Professor Stephan Link

Professor Stephan Link

Biography:

Professor Stephan Link received a Diplom of Chemistry in 1996 from the Technical University of Braunschweig in Germany, followed by graduate work at the Georgia Institute of Technology under the supervision of National Academy of Science member Professor Mostafa El-Sayed. Starting in 2001, Stephan gained postdoctoral research experiences at the Georgia Institute of Technology under Professors Mostafa El-Sayed and Rick Trebino, and then the University of Texas at Austin, where he worked with National Academy of Science member Professor Paul Barbara. In 2006, Stephan started his independent academic career in the Chemistry Department at Rice University. He was promoted to associate professor in 2013 and full professor in 2017. He has a joint appointment in the Department of Electrical and Computer Engineering.

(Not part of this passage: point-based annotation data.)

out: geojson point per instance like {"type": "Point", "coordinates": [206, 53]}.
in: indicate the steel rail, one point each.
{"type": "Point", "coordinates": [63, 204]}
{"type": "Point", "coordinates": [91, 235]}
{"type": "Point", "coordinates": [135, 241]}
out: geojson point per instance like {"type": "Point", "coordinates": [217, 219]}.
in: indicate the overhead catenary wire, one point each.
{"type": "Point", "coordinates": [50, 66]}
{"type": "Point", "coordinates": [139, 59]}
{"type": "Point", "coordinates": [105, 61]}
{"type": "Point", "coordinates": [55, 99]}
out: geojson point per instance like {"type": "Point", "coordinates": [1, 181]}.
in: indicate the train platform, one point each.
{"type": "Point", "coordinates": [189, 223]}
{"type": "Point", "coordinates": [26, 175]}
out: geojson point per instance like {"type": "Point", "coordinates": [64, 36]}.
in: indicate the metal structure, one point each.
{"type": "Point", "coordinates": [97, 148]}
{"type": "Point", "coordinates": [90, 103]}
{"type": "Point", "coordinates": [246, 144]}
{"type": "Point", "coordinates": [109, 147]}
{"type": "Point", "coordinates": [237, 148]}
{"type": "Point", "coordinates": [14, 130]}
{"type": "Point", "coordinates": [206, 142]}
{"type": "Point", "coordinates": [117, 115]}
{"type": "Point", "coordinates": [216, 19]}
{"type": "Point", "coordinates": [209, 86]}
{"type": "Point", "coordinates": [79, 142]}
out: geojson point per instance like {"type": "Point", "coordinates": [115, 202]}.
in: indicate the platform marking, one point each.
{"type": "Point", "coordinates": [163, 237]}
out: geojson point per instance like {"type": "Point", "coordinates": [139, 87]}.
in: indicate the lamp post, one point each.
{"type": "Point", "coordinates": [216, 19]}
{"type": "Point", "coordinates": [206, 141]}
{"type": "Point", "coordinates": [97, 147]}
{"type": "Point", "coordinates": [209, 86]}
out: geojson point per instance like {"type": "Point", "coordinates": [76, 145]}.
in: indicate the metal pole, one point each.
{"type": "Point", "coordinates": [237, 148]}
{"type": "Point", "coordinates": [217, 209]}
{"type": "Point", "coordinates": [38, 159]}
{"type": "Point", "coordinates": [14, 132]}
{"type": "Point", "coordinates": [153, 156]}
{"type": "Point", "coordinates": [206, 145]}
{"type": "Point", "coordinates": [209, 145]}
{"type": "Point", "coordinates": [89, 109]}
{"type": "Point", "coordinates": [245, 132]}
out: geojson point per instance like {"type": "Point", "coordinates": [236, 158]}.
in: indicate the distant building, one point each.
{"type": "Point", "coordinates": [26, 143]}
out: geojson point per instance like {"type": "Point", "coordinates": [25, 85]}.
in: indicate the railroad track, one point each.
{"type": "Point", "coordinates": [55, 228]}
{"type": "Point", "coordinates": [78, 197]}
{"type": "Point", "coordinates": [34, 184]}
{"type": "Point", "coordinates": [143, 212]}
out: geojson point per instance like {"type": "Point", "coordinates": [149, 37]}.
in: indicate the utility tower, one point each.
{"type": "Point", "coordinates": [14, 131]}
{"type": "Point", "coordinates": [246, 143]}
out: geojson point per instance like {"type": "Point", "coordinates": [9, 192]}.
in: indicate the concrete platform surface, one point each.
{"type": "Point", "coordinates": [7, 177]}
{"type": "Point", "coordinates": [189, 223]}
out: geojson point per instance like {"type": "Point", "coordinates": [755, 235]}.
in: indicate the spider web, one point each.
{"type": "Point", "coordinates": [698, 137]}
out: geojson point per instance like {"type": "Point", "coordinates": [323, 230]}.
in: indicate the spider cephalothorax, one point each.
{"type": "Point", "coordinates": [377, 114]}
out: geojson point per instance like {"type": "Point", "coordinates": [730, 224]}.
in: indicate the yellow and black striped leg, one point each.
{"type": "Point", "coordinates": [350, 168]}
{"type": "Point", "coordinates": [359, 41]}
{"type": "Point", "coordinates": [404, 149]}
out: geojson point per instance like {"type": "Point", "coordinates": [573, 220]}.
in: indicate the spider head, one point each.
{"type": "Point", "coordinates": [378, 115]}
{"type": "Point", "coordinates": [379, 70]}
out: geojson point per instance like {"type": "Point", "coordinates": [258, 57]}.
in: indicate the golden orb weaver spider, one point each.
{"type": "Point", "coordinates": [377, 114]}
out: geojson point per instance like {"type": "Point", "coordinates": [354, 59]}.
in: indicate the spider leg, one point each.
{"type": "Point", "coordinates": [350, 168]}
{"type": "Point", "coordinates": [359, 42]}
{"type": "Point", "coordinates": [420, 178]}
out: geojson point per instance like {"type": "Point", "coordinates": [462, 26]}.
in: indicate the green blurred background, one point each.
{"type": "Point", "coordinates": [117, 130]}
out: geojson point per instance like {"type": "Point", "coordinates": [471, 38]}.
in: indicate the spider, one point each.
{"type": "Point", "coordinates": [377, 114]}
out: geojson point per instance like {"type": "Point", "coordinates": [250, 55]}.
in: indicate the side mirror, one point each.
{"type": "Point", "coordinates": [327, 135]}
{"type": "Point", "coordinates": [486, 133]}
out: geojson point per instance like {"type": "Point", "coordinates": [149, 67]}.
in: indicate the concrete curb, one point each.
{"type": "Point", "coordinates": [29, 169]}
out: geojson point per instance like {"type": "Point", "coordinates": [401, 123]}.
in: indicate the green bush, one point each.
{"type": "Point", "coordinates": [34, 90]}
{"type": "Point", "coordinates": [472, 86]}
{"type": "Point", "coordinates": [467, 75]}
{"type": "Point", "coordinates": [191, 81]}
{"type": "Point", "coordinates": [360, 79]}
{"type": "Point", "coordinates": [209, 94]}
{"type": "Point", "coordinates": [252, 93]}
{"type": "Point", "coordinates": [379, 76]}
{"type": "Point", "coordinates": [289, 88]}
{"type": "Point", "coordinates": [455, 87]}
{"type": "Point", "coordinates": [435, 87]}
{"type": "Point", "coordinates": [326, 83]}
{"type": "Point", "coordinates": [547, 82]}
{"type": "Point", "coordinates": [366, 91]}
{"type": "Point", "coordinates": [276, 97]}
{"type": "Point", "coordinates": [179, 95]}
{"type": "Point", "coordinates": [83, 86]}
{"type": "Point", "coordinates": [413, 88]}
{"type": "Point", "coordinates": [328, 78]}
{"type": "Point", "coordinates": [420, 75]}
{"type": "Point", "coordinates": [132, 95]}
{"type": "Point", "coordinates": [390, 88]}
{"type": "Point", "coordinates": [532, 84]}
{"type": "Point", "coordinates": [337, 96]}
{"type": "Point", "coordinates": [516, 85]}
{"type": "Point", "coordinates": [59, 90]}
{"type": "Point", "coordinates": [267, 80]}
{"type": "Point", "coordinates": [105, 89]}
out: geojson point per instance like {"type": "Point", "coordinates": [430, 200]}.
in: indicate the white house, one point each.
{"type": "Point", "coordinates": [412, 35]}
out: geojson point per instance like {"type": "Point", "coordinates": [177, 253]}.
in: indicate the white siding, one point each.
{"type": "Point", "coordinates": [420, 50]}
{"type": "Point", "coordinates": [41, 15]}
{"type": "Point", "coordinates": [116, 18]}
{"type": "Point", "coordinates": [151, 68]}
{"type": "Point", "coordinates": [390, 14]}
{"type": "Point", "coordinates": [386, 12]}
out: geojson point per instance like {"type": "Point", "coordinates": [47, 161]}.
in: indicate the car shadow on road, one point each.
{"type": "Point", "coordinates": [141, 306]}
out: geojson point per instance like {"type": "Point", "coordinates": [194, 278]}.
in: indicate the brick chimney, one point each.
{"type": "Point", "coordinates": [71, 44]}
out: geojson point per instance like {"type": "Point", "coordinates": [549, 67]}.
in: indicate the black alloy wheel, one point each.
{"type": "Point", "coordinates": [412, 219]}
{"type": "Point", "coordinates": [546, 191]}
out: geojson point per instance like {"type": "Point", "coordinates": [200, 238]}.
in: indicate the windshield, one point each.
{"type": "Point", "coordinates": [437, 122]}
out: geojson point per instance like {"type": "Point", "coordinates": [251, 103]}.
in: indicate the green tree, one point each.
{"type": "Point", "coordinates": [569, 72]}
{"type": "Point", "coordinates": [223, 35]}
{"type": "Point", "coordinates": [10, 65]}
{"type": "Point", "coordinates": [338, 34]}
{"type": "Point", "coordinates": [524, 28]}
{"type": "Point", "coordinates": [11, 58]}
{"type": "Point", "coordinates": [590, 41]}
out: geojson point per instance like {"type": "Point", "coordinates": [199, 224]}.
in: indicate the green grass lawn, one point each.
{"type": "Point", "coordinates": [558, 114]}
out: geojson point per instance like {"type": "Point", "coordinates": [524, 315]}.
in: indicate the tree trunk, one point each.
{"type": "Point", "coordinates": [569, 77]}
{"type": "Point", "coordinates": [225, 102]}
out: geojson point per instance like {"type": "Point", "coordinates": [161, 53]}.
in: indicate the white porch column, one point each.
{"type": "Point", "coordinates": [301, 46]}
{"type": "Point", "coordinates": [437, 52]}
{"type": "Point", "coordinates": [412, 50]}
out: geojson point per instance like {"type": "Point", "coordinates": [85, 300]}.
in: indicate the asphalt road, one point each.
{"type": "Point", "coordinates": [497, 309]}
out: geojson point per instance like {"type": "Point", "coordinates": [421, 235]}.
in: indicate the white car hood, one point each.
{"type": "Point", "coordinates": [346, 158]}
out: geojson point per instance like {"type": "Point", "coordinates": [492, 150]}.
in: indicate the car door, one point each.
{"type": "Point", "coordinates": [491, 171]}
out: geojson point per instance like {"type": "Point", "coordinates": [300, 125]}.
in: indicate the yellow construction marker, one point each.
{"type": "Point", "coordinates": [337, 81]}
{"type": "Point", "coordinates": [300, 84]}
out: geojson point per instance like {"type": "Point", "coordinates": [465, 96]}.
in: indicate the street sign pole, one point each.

Since 2021, he holds the Charles W. Duncan, Jr.-Welch Chair in Chemistry.

Stephan’s research is focused on understanding the effects of heterogeneity on the collective opto-electronic properties of complex nanophotonic nanostructures consisting of metallic nanoparticles coupled to each other as well as to soft molecular or inorganic interfaces. Fundamental questions that his work has addressed are the generation of color through near- and far-field plasmon coupling in 1D nanoparticle assemblies and 2D arrays including chiral nanostructures, the relaxation dynamics of surface plasmons and the role of interfacial charge and energy transfer including under applied electrochemical potentials, the control over nanoscale photothermal heating via hybridized plasmon modes, and the interactions of proteins with nanomaterials. In the process, Stephan’s group employed, advanced, and pioneered several methods capable of monitoring separately the absorption, scattering, and emission of single nanostructures, including for example photothermal absorption spectroscopy, snapshot hyperspectral imaging, and circular and trochoidal differential scattering. Correlation with electron microscopy and tomography as input for electromagnetic simulations typically complements spectroscopic studies to gain detailed insights into structure-function relationships.

Keynote presentation: 
Insights from single particle spectroscopy of plasmonic nanostructures

A surface plasmon in a metal nanoparticle is the coherent oscillation of the conduction band electrons leading to both absorption and scattering as well as strong local electromagnetic fields.  These fundamental properties have been exploited in many different ways, including surface enhanced spectroscopy and sensing, photothermal cancer therapy, and color display generation.  The performance of plasmonic nanoparticles for a desired application not only depends on the particle size and shape, but is tunable through nanoparticle interactions on different length scales that support near- and far-field coupling.  Chemical synthesis and assembly of nanostructures are able to tailor plasmonic properties that are, however, typically broadened by ensemble averaging.  Single particle spectroscopy together with correlated imaging is capable of removing heterogeneity in size, shape, and assembly geometry and furthermore allows one to separate absorption and scattering contributions.  In this talk I will discuss our recent work on understanding the radiative, non-radiative, chiral, and mechanical properties of individual and coupled plasmonic nanostructures including the generation and transfer of hot electrons.